La última estación (Catalina Vergara, Cristián Soto, 2012)
Precedido de un buen reconocimiento a nivel mundial, se exhibe en estos días en el país, el documental chileno La Última Estación, de los directores Catalina Vergara y Cristian Soto. Esta obra aborda un tema recurrente en el cine internacional de los últimos años (baste recordar la reciente Amour de Michael Haneke): la ancianidad en su versión más vulnerable y terminal.
Desde los sonidos de la primavera van surgiendo las primeras tomas que marcarán el resto del metraje y la tónica del trabajo: ancianos sentados cabizbajos, con energía reducida al mínimo esfuerzo que requiere la sola existencia. En uno de los varios hogares de ancianos que protagonizan este film, todo se inicia con la “llegada” de Morena, una anciana de edad indefinible, pero sin duda muy avanzada. Su hija la ha traído al Hogar para dejarla como han sido dejados todos los demás. A partir de ese minuto, poco sabremos de ella, hasta el final, cuando su muerte, respetuosamente registrada, confirma que ese es el único destino posible desde esa estación que es el Hogar de ancianos. En medio, entre un extremo y otro de este breve episodio final que presenciamos en la vida de Morena, veremos pasar las estaciones del año, veremos otros hogares, pero sobre todo otros viejos, siempre envueltos por el pesado silencio del abandono en el que están. No habrá más relación que la de estos viejos consigo mismos y con el desagarro de verse separados de sus familias y enfrentados al fin.
Varias cosas llaman la atención de este trabajo, pero en particular es destacable la forma en que el tratamiento cinematográfico ha hecho suyas las características de la vida quieta, casi inmóvil, que registra. En efecto, con una muy cuidada fotografía, la cámara no tiene movimientos más rápidos ni ágiles que los de sus protagonistas, no los apura, los espera, les tiene la paciencia que ya nadie les tiene, los contempla y acompaña en sus empeños por cerrar un cajón, por escribir un número, por leer cansadamente unas líneas.

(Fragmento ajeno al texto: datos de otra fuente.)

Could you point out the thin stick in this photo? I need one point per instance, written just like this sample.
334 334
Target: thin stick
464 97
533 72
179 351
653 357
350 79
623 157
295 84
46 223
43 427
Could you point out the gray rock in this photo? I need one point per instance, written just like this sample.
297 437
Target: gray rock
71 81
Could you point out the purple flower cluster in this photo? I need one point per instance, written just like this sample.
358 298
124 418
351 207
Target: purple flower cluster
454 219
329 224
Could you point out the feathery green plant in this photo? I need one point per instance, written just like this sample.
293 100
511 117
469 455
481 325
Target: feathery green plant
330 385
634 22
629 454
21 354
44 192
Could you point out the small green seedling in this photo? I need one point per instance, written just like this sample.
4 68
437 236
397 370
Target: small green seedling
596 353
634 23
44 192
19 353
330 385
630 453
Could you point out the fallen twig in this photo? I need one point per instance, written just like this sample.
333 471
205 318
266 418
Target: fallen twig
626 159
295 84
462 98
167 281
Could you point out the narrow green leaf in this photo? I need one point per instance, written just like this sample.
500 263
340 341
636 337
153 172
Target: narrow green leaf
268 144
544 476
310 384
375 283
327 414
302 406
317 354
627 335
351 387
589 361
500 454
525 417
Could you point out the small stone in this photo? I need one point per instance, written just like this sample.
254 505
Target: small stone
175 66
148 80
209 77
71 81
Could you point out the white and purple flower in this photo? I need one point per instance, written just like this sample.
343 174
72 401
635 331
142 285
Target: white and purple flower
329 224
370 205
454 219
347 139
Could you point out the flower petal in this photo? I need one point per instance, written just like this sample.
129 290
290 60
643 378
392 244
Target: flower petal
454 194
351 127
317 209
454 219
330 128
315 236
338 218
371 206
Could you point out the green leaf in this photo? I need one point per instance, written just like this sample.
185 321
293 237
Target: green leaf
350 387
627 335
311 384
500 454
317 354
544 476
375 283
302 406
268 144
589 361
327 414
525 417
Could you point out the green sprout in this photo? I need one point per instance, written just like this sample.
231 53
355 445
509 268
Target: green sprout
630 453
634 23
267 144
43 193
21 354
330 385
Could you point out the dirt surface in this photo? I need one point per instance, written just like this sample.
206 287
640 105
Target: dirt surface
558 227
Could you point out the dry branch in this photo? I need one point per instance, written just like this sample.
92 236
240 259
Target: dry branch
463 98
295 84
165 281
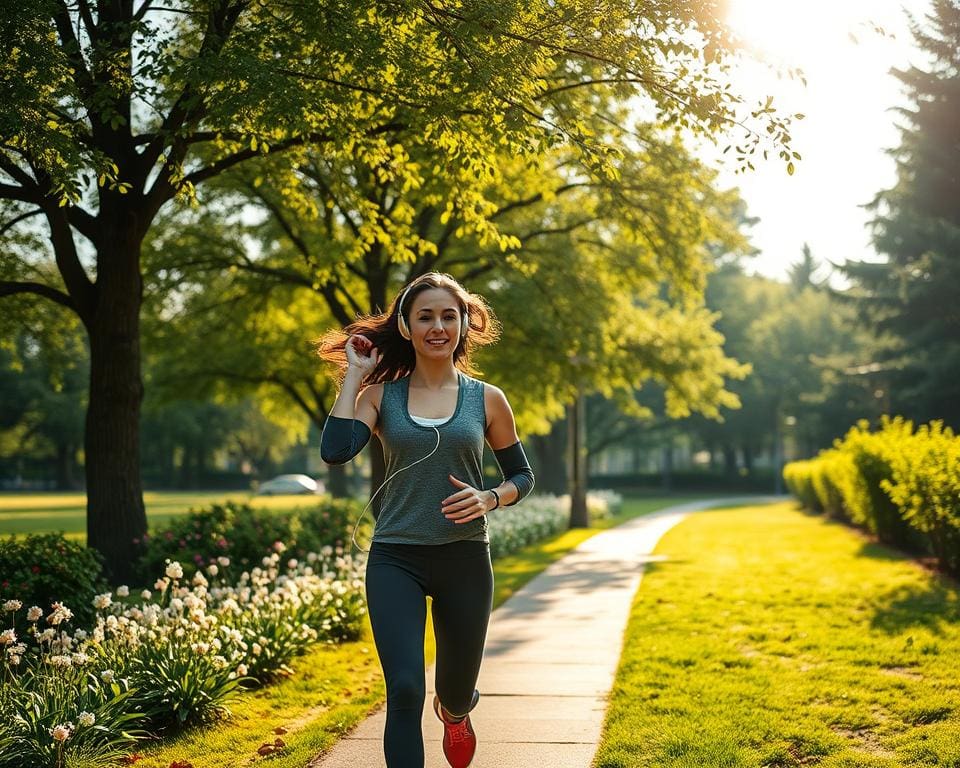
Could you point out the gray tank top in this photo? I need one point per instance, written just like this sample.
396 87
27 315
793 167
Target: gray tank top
410 509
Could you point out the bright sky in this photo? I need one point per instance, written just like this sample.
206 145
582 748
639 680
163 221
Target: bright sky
848 124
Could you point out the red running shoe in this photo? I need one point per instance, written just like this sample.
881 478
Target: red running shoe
459 739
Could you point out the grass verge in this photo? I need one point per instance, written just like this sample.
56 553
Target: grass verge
336 686
772 638
23 513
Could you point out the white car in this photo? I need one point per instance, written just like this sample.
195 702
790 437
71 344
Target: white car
290 484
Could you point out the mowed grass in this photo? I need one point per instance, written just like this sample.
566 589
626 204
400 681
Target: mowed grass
772 638
334 687
23 513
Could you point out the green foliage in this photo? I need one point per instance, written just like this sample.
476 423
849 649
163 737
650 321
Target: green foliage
246 535
798 477
40 569
924 483
898 483
828 475
168 661
69 698
864 494
917 227
766 637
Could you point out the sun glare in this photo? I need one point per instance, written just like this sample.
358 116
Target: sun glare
793 33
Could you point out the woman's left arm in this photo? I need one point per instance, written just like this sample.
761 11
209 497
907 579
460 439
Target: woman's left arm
469 503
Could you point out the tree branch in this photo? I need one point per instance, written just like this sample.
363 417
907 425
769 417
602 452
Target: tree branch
71 46
13 222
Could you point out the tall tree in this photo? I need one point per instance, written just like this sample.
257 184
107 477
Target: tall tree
113 109
912 294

El dramatismo de las imágenes no viene, en general, de ningún artificio especial, porque no se hace otra cosa que forzarnos a reparar, con mayor o menor detalle, en lo que está allí. La cámara es un testigo invisible y mudo situado en el living, en el jardín, en las habitaciones. Aun así, hay ciertos contrapuntos como el que se hace a partir de la ironía de que uno de los hogares colinde con un colegio,…niños corriendo y gritando, enmarcados por la ventana de una habitación en penumbras en que impera el silencio y la agonía.
Tampoco -salvo quizás un único momento en que se impone acertadamente la melodía de un piano- hay sonidos ajenos a los del ambiente, ni hay más voces ni diálogos que los pocos instantes en que los oímos a ellos. Los personajes escogidos refuerzan la idea de que el registro es la ancianidad lúcida, consciente de su abandono y dolorosamente reflexiva….no es la demencia, no es el olvido de lo propio (por el contrario), ni siquiera el maltrato. Personaje entrañable es el viejo que conduce la radio y, conocedor de las angustias de sus compañeros, graba para ellos los sonidos más evocadores de la vida allá afuera (como olas rompiendo en las rocas). En el mismo sentido la conversación de Lidia y Teresa a propósito de la muerte de Morena, y la historia que lee otro señor a su compañero “…pobre y viejo sol moribundo. Su luz era tan opaca y débil que las demás estrellas lo relegaron al lugar más oscuro de los cielos….”.
En suma es un hermoso y remecedor documental, casi “fotográfico”, apegado a la evidencia, pero cargado también de metáforas respecto del tiempo, el abandono y el avance de la muerte. El acento parece puesto, antes que en los recuerdos y el pasado de una vida, en el corto y predecible futuro que se viene encima sin contemplaciones. Ciertamente no es una película llamada a ser entretenida, y tiene sentido porque…cuando nos toque llegar a esa estación, entretenernos será la menor de nuestras preocupaciones.